Castilla y León challenges two Spanish government immigration decrees in court
The regional government of Castilla y León is taking legal action against two separate central government decrees on unaccompanied migrant minors and immigrant regularization, arguing they are unilateral and disproportionate.
Minors quota decree challenged
The Junta de Castilla y León announced on Sunday that it will appeal Real Decreto 556/2026, approved on 30 June, which sets the ordinary capacity of the protection system for unaccompanied foreign minors.
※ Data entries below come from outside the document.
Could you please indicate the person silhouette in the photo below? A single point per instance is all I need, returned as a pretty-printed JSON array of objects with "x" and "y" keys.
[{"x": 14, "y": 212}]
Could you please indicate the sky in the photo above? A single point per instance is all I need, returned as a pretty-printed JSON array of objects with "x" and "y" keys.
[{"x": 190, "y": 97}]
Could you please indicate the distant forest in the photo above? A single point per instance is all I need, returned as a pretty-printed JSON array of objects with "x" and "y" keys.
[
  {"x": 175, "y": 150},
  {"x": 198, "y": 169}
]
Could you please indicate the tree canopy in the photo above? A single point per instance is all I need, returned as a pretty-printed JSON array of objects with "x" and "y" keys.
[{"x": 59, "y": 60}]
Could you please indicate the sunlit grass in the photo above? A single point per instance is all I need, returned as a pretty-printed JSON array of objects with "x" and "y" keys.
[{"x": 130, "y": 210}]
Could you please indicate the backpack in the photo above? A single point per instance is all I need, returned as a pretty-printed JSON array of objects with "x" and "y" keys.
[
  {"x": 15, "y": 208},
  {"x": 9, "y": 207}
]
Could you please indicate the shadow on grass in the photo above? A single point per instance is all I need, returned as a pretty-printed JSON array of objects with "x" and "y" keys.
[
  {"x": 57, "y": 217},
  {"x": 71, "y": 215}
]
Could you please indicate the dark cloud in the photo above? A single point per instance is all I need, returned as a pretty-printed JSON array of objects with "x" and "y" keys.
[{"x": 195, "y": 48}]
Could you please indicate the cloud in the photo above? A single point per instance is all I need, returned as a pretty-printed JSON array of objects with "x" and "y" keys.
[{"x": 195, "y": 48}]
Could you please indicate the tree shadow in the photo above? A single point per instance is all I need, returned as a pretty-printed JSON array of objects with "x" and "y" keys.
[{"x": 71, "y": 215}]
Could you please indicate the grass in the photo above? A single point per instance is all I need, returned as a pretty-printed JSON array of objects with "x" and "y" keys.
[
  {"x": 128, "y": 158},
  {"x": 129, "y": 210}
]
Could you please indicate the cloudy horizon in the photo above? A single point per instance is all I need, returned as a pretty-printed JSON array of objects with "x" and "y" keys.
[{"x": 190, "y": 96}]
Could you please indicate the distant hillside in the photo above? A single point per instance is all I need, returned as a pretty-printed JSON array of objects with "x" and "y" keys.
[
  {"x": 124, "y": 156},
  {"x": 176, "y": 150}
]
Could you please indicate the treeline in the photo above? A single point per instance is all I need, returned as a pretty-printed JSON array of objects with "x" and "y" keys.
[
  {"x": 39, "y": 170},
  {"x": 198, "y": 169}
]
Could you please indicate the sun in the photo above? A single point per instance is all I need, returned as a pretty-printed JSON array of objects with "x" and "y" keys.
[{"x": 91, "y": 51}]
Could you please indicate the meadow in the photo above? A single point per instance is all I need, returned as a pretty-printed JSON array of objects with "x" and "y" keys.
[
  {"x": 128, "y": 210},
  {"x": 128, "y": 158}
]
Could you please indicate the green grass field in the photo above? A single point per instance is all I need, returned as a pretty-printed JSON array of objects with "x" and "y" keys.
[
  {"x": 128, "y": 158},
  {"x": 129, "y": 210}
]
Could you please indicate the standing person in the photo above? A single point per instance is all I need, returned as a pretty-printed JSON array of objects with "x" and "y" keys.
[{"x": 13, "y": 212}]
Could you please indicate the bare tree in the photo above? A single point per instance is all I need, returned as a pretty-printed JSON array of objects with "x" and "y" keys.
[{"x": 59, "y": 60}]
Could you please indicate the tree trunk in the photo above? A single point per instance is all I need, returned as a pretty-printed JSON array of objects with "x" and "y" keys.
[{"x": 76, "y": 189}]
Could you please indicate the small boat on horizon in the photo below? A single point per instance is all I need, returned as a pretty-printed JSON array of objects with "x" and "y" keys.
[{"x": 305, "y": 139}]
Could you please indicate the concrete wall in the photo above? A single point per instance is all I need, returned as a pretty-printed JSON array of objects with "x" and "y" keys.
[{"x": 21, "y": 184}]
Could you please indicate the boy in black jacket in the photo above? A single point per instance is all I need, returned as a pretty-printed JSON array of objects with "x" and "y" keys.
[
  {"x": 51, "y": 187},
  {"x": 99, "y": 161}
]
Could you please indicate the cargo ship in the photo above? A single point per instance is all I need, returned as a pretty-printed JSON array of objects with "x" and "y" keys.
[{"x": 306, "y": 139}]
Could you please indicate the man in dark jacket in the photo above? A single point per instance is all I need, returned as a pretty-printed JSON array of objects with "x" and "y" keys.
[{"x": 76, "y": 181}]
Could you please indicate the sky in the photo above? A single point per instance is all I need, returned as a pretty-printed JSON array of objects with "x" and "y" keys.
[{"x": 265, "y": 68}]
The decree assigns the region a capacity of 833 minors, up from 783 in a previous decree of August 2025 that is also under appeal.
The Government of Spain is once again acting unilaterally, without the unanimous agreement of all the communities and without respecting the competences that correspond to each community in matters of child protection.
The regional executive argues that the capacity is fixed according to political criteria rather than the real reception capacity of each territory, making adequate resource planning difficult and compromising the sustainability of the protection system.
- Aug 2025 decree
- 783 minors
- Jun 2026 decree
- 833 minors
Disproportionate increase
The Junta highlights that while the population of Castilla y León grew by only 0.72% between August 2025 and May 2026, the number of assigned minors increased by 6.38%, from 783 to 833. This, it says, demonstrates a lack of proportionality in the criteria applied by the central government and a disregard for the region’s reality.
The legal services of the autonomous administration, at the request of the Department of Deregulation, Family and Social Aid headed by Vice President Carlos Pollán, will file the appeal in the coming days.
Regularization decree admitted by Supreme Court
Separately, the Supreme Court has admitted an appeal filed by Castilla y León against the government’s immigrant regularization decree. The regional government questions the unprecedented scale of the process, the relaxation of accreditation requirements, and the lack of participation of autonomous communities.
There are solid and sufficiently grounded legal reasons to question the legality of this Royal Decree, whose dimension and content fully justify the filing of the appeal by the Junta de Castilla y León.
- Initial estimate
- 500000 people
- Recent estimate
- 1100000 people
Scale and compatibility concerns
The Junta notes that the government’s initial estimate of potential beneficiaries was around 500,000 people, but more recent estimates put the figure at approximately 1,100,000, without any analysis of the effects. The appeal also argues that the decree does not require proof of effective residence and roots, nor effective work activity in Spain, altering the principles that had inspired such procedures.
Finally, the regional government considers the decree incompatible with the framework of commitments assumed by EU member states on migration control.